Norm Noble
Back in the old days, gathering around the kitchen table had a meaning different from today. In the tiny town of Larchwood, Iowa, population 382, it meant that there was no hospital and no resident doctor and when a baby was due you made do. That’s where Dwight Grotewold of Sun Lakes entered this world: on the kitchen table in his parents’ home on July 27, 1927 – an auspicious beginning.
On December 27, 2014, Dwight left this world, leaving it an immeasurably better place than when he entered.
Dwight remained in that little Iowa town until he was 23. Throughout his childhood, he had dreamed of a military career, so he took the competitive examinations and was awarded appointments to both Annapolis and West Point. However, he had marginal color perception and neither Academy accepted him. Consequently, he was drafted and the United States Army Infantry gladly accepted him.
After WW II, he returned to Larchwood to work in his father’s Chevrolet and Oldsmobile dealership. In 1949, he attended the University of South Dakota where he earned a B.S. Degree in Business. In 1954, he married Charlotte and they responded to an opportunity to be Seasonal Park Rangers in the Grand Teton National Park.
Then it was off to Patterson, California, where Dwight became a sixth grade teacher and Charlotte taught kindergarten. After earning a Master of Personnel Service degree, he was offered a position as the Assistant Director of Admissions at the University of Colorado. Years later, he became their Director of Admissions where he remained for 24 years.
At the age of 46, after six years of fighting cancer, Charlotte passed away. Then Dwight served as the Registrar for the Semester-at-Sea program, a program that took 500 college students along with a college faculty to study as they traveled around the world, making stops in 16 foreign countries. “After that,” he reported, “something wonderful happened; I met one of the adult passengers onboard, Lois Chilcott, and she and I hit it off.” Three years later, they were married on the Queen Mary in Long Beach.
Following two and one-half years living in Europe where he served as the Director of Guidance at the International School of Brussels, they returned to the U.S. where Dwight traveled the West Coast recruiting students for the University of Colorado.

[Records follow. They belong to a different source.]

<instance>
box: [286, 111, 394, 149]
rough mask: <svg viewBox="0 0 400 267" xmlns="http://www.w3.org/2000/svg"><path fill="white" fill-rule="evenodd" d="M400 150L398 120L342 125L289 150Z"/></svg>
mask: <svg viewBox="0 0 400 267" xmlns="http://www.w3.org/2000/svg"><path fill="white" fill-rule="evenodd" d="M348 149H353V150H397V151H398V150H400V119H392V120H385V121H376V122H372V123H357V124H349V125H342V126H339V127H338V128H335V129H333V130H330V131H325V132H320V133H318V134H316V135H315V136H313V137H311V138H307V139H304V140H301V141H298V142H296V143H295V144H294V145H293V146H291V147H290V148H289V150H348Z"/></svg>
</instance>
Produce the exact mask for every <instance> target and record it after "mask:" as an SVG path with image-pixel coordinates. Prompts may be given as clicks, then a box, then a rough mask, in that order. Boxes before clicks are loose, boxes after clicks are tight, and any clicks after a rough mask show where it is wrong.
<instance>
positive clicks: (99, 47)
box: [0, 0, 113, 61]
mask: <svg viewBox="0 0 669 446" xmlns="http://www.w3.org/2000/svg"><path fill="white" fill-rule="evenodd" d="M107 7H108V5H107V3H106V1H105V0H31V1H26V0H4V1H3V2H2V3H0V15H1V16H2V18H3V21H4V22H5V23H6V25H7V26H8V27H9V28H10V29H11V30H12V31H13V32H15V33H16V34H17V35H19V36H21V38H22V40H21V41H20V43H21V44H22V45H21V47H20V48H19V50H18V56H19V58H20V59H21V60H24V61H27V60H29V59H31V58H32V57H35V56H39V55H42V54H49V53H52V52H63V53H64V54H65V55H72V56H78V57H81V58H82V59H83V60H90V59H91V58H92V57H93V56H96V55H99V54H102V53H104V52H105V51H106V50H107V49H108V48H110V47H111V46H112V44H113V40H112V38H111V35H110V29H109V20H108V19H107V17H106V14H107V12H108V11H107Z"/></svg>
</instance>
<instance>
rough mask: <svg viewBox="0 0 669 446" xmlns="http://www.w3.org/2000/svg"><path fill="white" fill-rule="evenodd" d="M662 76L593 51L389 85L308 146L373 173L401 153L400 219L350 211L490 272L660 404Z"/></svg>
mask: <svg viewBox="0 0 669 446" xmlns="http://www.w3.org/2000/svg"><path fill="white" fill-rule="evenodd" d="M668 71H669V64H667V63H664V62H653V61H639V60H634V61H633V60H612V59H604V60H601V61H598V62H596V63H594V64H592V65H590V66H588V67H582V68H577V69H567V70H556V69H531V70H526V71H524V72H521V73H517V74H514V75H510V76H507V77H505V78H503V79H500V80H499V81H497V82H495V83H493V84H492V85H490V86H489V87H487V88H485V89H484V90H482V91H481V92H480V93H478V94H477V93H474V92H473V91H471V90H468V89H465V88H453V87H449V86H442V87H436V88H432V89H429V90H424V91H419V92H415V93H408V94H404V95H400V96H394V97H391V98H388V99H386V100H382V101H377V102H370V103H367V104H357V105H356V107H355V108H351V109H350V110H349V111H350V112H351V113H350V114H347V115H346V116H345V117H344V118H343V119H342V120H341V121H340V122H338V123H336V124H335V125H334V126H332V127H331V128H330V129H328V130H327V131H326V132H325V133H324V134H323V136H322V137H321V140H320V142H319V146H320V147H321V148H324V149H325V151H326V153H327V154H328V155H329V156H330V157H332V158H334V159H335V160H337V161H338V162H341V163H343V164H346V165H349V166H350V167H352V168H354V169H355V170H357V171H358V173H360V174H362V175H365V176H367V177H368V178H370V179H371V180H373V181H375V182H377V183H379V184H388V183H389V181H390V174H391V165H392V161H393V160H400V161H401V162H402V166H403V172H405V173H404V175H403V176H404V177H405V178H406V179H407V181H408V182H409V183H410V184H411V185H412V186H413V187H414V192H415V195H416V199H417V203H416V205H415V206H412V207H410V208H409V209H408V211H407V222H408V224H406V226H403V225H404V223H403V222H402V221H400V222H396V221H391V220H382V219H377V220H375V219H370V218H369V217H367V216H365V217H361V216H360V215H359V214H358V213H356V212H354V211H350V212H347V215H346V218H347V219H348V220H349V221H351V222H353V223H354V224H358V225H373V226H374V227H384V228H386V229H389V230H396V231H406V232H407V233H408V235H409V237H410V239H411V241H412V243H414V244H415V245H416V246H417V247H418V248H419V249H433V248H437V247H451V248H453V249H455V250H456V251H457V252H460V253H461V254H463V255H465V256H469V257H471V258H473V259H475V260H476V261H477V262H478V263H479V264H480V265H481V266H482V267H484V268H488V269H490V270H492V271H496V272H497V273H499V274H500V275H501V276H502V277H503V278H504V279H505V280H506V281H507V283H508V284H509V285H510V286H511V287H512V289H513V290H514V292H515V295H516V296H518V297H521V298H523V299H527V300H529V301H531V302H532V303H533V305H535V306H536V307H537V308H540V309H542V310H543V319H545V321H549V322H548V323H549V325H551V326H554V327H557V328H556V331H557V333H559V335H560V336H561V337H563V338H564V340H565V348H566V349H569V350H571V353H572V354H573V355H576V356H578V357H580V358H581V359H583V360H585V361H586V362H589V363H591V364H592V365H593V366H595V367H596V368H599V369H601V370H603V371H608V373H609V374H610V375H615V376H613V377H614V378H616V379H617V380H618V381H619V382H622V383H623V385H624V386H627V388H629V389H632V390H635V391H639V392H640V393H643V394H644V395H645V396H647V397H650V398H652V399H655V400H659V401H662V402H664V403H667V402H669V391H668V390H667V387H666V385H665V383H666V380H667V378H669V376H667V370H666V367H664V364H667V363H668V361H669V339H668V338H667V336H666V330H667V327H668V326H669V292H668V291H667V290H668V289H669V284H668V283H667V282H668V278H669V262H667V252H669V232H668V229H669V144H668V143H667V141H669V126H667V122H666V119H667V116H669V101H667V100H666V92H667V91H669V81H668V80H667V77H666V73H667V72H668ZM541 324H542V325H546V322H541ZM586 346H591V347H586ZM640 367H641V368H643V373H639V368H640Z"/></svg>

Rotary was an important part of his life for over 50 years. He was President of the Boulder (Colorado) Rotary Club in 1963-1964; joined Sun Lakes Rotary in 1988 where he helped the club to become known as the “Education Rotary Club” in District 5510. Dwight helped establish the “Teacher of the Month” program; dedicated much time to recruiting students for the Rotary Youth Exchange program which sends high school students to study in a foreign country for a year. He began a program that sends four students each summer to attend the World Affairs Seminar at the University of Wisconsin; and prepared and implemented the annual “Service Above Self” college scholarships for students from Chandler and Hamilton High. In addition to several important posts at Sun Lakes Rotary, he served one year as Assistant Governor for Rotary District 5510; Rotarian of the Year in 2004-05 for both District 5510 and Sun Lakes Rotary Club and was a Multiple Paul Harris Fellow and Benefactor.
He organized the Rotary Friendship Exchange, taking groups of Rotarians and their partners to countries all around the world for two week stays with Rotary families. He helped organize programs that brought in five groups of Russians to learn about what is happening in their career fields in the U.S. as well as to see capitalism and democracy in action. These various programs led to Rotary Matching Grants that sent 25,000 books to South African schools in need; and more recently, 20,000 books to a very needy school in Bulgaria.
In 2005, under Dwight’s leadership, the Sun Lakes Rotary began a project to encourage reading and word understanding by presenting every third grader throughout the Chandler Unified School District with a dictionary of his or her own. In the succeeding nine years, over 27,000 dictionaries have been given.
Not enough? Under his leadership, Dwight spearheaded the drive to raise the money to build the Ed Robson Branch Library – Sun Lakes. Carolyn Farnsworth, who served as his Treasurer said, “President Dwight was tireless and never gave up in the fundraising. He worked with the County Library folks to have them pay the final construction costs, stock and furnish the library, and take over the running of the library. And if he thought of something else, he would get them to come to another meeting to negotiate that. What he did was unbelievable.”
Not long ago, as Dwight thought about his past, he said, “I have had an angel sitting on my shoulder much of my life,” and added, “Hasn’t it been a great run?”
Dwight’s wife Lois, their four children (Steve, Tom, David and Kathy), seven grandchildren, two great-grandchildren, and brothers Dwayne and Roger survive him.